COULD this year's Mummers Parade be half a parade? Or even less? An answer may emerge this afternoon, following a meeting between the city and the Mummers, who have been meeting frantically in recent weeks to discuss how a scaled-back version might rescue the 107-year-old Philadelphia New Year's Day tradition.

Elaborate costumes, like this on Hog Island’s Eddie Pratt, right, might have to go by the wayside in the new Mummers fiscal atmosphere. (Jessica Griffin / Staff Photographer)
Elaborate costumes, like this on Hog Island’s Eddie Pratt, right, might have to go by the wayside in the new Mummers fiscal atmosphere. (Jessica Griffin / Staff Photographer)Read more

COULD this year's Mummers Parade be half a parade?

Or even less?

An answer may emerge this afternoon, following a meeting between the city and the Mummers, who have been meeting frantically in recent weeks to discuss how a scaled-back version might rescue the 107-year-old Philadelphia New Year's Day tradition.

Two certainties, stemming from the city's financial crisis, have emerged over the past month:

* The city will provide no prize money, which would have been $336,000 this year.

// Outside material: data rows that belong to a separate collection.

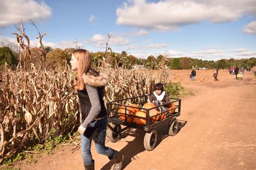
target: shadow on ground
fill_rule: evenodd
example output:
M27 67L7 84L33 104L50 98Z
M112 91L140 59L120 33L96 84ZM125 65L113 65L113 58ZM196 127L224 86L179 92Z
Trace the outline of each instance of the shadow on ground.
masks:
M187 121L178 120L179 122L179 130L178 133L180 131L181 129L185 126ZM134 130L135 129L135 130ZM157 132L157 143L156 147L161 143L161 141L166 138L170 137L168 135L169 125L168 122L163 124L161 125L158 126L156 130ZM136 155L137 154L145 151L144 148L144 136L145 131L139 129L127 128L124 131L121 136L122 139L125 138L127 136L134 137L134 139L131 141L127 141L127 145L124 146L120 152L124 154L124 160L123 162L122 169L125 169L129 164L132 160L139 159ZM147 151L148 152L148 151ZM113 161L109 161L108 164L104 166L101 169L111 169L114 164Z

The last time the city failed to come up with prize money was in 1933. In 1934, the Depression canceled the parade.

Happy Days are here again?

* The city will cap its contribution to city services - such as police, emergency medical services, sanitation, public property - at $300,000, says Doug Oliver, spokesman for Mayor Nutter. That is the city's last and best offer.

When the budget cuts were announced in early November, the city was asking the Mummers to pick up the entire cost of city services, estimated at $760,000. That sent Mummerville into a tailspin, because there was no way in the world our cake-walking friends could raise that kind of money on such short notice.

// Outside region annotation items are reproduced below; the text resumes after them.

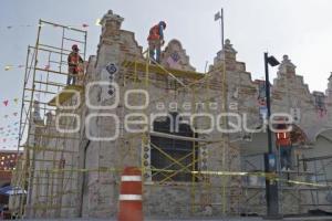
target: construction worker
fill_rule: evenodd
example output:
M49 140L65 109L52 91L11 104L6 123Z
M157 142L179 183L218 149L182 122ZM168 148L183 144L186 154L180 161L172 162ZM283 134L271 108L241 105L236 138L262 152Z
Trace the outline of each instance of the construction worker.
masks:
M80 64L83 63L83 59L79 54L79 46L77 44L72 45L72 52L68 56L68 66L69 66L69 75L66 80L66 85L75 85L76 77L80 72Z
M160 48L165 43L164 41L165 29L166 29L165 21L160 21L158 24L151 28L147 38L149 57L157 63L160 63ZM155 53L156 53L156 57L155 57Z

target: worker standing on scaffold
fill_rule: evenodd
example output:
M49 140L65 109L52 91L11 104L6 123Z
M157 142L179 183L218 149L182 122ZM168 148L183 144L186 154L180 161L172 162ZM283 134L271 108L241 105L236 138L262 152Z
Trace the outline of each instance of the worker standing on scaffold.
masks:
M160 63L160 49L162 45L164 45L165 43L164 41L165 29L166 29L165 21L160 21L158 24L151 28L149 35L147 38L149 57L157 63ZM155 53L156 53L156 57L155 57Z
M79 54L79 46L76 44L72 45L72 52L68 56L68 78L66 85L75 85L77 75L80 73L80 64L83 63L83 59Z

After some meetings, which I'm sure featured bared fangs and heads banging against walls, the city relented and pledged $300,000, about half of what it paid in the past. That's like getting socks for Christmas.

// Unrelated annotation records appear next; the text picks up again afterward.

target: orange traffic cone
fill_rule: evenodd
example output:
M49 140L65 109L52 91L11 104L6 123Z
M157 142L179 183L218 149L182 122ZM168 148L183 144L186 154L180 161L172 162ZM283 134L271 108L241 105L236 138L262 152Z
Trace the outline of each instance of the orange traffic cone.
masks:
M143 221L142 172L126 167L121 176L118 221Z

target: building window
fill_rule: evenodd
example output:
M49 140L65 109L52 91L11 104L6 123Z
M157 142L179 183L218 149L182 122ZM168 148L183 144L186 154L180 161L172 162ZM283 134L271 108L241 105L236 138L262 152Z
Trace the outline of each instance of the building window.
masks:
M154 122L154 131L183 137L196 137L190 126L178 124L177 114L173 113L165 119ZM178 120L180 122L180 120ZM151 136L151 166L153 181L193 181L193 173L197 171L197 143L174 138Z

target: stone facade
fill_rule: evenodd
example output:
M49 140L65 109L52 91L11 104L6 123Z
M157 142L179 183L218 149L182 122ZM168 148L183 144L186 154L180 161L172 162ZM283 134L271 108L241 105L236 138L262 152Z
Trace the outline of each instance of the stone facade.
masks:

Meanwhile, as hush-hush meetings between city officials and Mummers dragged on, rumors flew like Silly String in Mummerville.

The Broad Street parade would be bagged, it was whispered, replaced by a parade up or down 2nd Street, the main artery of Mummery.

Another was that the parade would originate at Broad and Oregon, head north to Washington, then turn east and terminate at Two Street, bypassing Center City.

Yet another said the parade would be limited to six hours. Made sense. A truncated parade would cost less.

Anything remains possible.

The decision is in the gloved hands of the Mummers, who will be liable for anything above city costs of $300,000, according to Oliver. If costs run to $500,000, for example, the Mummers will be on the hook for $200,000, which would be a financial disaster for our fine-feathered and sequined friends.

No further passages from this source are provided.